Découvrez ce qui se cache derrière la nouvelle vague de calima à Gran Canaria, pourquoi la qualité de l’air est devenue un problème de santé et comment la dangereuse poussière saharienne s’est superposée à une période de fort trafic touristique, avec des avertissements des autorités, des recommandations d’experts et des questions sur l’information des visiteurs.

La poussière saharienne au-dessus de Gran Canaria a accru le risque sanitaire tandis que l’île enregistre le pic de la saison touristique
Photo by: Domagoj Skledar - illustration/ arhiva (vlastita)
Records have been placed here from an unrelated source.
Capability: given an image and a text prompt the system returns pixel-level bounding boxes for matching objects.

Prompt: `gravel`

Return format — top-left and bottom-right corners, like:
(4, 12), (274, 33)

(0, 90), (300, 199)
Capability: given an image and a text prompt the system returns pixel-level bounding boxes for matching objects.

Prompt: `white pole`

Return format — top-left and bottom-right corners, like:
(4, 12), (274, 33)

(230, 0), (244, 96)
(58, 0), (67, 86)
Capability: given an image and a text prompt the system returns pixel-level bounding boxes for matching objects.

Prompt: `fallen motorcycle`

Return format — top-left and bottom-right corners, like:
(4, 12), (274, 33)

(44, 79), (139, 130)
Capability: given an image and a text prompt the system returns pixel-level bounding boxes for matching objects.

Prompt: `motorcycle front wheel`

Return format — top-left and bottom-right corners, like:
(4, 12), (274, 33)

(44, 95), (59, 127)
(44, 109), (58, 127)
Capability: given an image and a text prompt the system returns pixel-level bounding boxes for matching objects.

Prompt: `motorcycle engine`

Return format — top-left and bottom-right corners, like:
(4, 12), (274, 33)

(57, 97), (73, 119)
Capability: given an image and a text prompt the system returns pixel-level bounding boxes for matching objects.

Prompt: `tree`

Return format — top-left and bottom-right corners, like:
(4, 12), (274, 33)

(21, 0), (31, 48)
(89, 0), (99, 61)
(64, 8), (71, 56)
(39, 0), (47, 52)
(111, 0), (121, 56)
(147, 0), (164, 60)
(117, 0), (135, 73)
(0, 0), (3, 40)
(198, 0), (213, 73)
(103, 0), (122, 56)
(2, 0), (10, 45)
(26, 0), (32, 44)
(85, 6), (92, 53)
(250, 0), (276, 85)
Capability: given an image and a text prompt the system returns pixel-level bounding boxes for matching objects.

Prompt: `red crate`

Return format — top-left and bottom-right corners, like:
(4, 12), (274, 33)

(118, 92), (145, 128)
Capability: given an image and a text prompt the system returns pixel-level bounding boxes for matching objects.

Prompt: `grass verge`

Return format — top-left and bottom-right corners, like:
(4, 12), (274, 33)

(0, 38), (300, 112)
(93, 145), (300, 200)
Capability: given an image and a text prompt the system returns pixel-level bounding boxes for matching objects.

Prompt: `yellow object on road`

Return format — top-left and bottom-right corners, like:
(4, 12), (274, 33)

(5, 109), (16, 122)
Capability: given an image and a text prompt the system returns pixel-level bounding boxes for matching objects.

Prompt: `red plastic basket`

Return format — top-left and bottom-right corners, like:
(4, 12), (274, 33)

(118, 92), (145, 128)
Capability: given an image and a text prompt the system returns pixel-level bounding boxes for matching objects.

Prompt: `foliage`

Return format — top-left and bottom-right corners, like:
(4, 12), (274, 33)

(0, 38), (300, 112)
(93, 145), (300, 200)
Dangereuse poussière saharienne au-dessus de Gran Canaria : la calima a accru le risque sanitaire tandis que la saison touristique reste à son apogée

Gran Canaria s’est retrouvée au début de la semaine sous une nouvelle vague de calima, cette poussière saharienne qui a touché une grande partie des îles Canaries et a rouvert la question de savoir à quel point les autorités locales, le secteur touristique et les services de santé sont prêts à faire face à des épisodes de qualité de l’air gravement dégradée. Bien qu’il s’agisse d’un phénomène qui n’est pas inconnu des habitants de l’archipel, la situation actuelle a suscité une inquiétude accrue parce qu’elle est survenue à un moment où l’île reste fortement dépendante du trafic touristique, tandis que le public avertit simultanément que les informations sur le risque sanitaire réel ne sont pas toujours suffisamment claires, rapides ni uniformes. Selon les données officielles des autorités des îles Canaries, une pré-alerte pour la calima a été déclarée le 30 mars 2026 à midi pour l’ensemble de la communauté autonome, à la suite des évaluations du service météorologique national AEMET et d’autres sources compétentes. Cela a confirmé qu’il ne s’agit pas seulement d’un phénomène atmosphérique désagréable, mais d’un événement qui exige une réponse institutionnelle et une communication claire à l’égard des habitants et des visiteurs.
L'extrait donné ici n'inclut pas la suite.